(235f) Data-Efficient Globally Optimal Policy-Based Reinforcement Learning Via Gradient-Accelerated Bayesian Optimization | AIChE

(235f) Data-Efficient Globally Optimal Policy-Based Reinforcement Learning Via Gradient-Accelerated Bayesian Optimization

Authors 

Paulson, J. - Presenter, The Ohio State University
Makrygiorgos, G., UC Berkeley
Mesbah, A., University of California, Berkeley
Reinforcement learning (RL) has received tremendous attention in recent years due to its ability to directly learn solutions to stochastic optimal control problems from data [1]. The main difference between RL problems and traditional supervised or unsupervised machine learning problems is that we must learn how to map a currently measured situation/representation (i.e., system state) to an action so that we can maximize a numerical reward signal [2]. Thus, they are inherently closed-loop problems in which the actions of the learner may affect the actions selected in the future and the learner is not told which actions/inputs to take but must uncover them through repeated interaction with the environment. We can broadly categorize the different RL methods as either model-based or model-free [3]. Since model-free RL methods directly search for a control policy (i.e., function that maps states to actions), they avoid the need to construct a general-purpose model of the system dynamics, which can be difficult to estimate in certain situations (especially when little-to-no prior knowledge on the model structure is available) [4, Chapter 3].

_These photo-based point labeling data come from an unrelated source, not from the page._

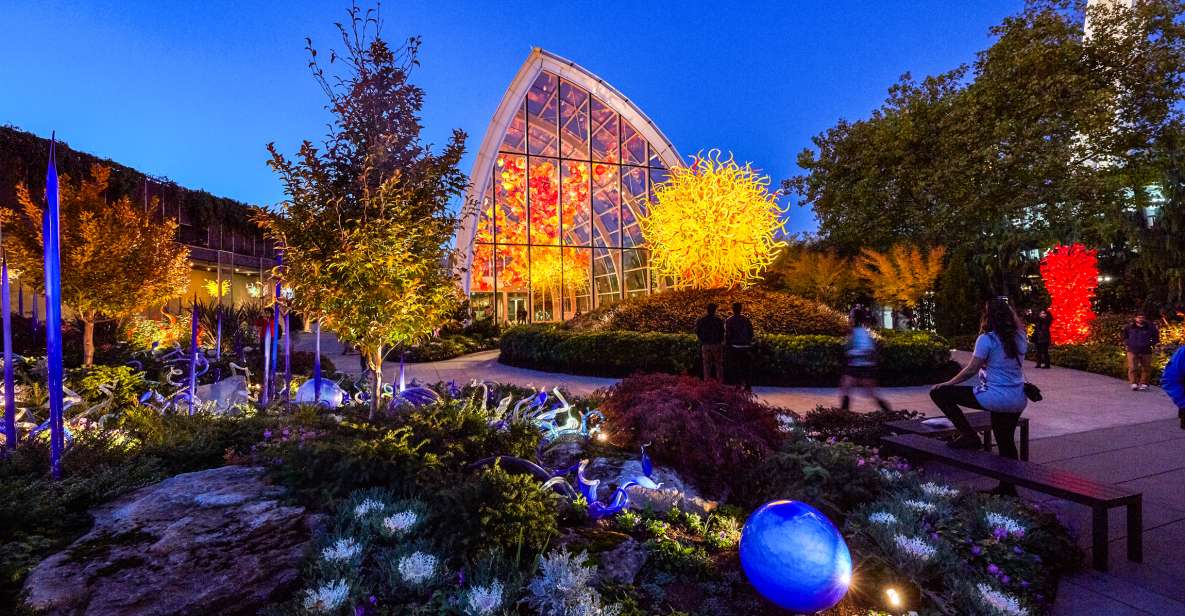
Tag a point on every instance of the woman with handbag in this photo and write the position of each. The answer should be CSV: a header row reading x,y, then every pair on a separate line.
x,y
1001,391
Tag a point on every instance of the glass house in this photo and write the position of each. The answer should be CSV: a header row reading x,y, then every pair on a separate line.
x,y
565,169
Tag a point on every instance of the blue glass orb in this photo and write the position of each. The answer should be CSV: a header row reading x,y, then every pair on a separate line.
x,y
332,396
795,557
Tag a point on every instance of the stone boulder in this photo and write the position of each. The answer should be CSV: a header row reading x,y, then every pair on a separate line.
x,y
213,541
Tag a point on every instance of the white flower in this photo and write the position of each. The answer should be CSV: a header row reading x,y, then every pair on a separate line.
x,y
367,506
417,568
1003,521
328,597
939,491
399,523
485,600
1003,602
916,505
341,550
915,547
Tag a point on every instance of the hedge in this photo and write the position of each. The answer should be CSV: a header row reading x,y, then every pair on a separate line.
x,y
911,358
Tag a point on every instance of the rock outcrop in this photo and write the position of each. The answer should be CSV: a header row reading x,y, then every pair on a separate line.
x,y
213,541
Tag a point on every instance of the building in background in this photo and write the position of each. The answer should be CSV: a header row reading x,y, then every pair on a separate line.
x,y
228,252
565,171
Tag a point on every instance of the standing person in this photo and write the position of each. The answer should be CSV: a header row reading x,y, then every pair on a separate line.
x,y
710,332
1042,337
1173,382
738,339
998,359
1139,337
862,363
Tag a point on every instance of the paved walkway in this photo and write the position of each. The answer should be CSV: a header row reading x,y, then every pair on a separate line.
x,y
1088,424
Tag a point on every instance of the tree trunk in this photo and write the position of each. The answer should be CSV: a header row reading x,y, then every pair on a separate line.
x,y
376,364
88,341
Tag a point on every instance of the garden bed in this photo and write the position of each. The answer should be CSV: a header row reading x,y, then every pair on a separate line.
x,y
907,358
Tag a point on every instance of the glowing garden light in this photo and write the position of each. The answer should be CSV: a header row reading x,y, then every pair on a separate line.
x,y
713,224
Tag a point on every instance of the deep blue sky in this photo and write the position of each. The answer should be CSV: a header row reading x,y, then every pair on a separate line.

The two main categories of model-free RL are: (i) approximate dynamics programming (ADP) and (ii) policy search methods [3]. The underlying idea in ADP is to use past data to approximate the value function (or action-value function) using Bellman’s principle of optimality. Although ADP has worked well for certain applications, it has some important limitations including failure of convergence of well-known algorithms, such as Q-learning [5] and SARSA [6], on certain types of relatively simple problems. Instead of attempting to approximate a value function and using that to construct a policy, policy search methods look to directly learn a control policy function from closed-loop performance data. Policy gradient methods are particularly popular class of policy search RL algorithms that adjust certain policy parameters θ in the direction of the reward gradient ∇R(θ) that can be estimated from closed-loop simulations (without the need for a dynamic model of the system) using the policy gradient theorem [7]. Although more rigorous convergence guarantees can be obtained with such policy gradient methods, these guarantees only assure convergence to a local optimum since they only look at the gradient of the reward function and not the actual reward value itself. More recent work has suggested to replace the (stochastic) gradient ascent method underpinning policy gradient-based RL methods with global derivative-free optimization (DFO) algorithms. When the parameter space is relatively small, we can replace policy gradient with Bayesian optimization (BO) [8] to sequentially update θ using a probabilistic surrogate model relating the parameters to the closed-loop reward/performance. However, the performance of BO is fundamentally limited by the black-box assumption on the constructed surrogate model (since it does not take advantage of any additional structural information).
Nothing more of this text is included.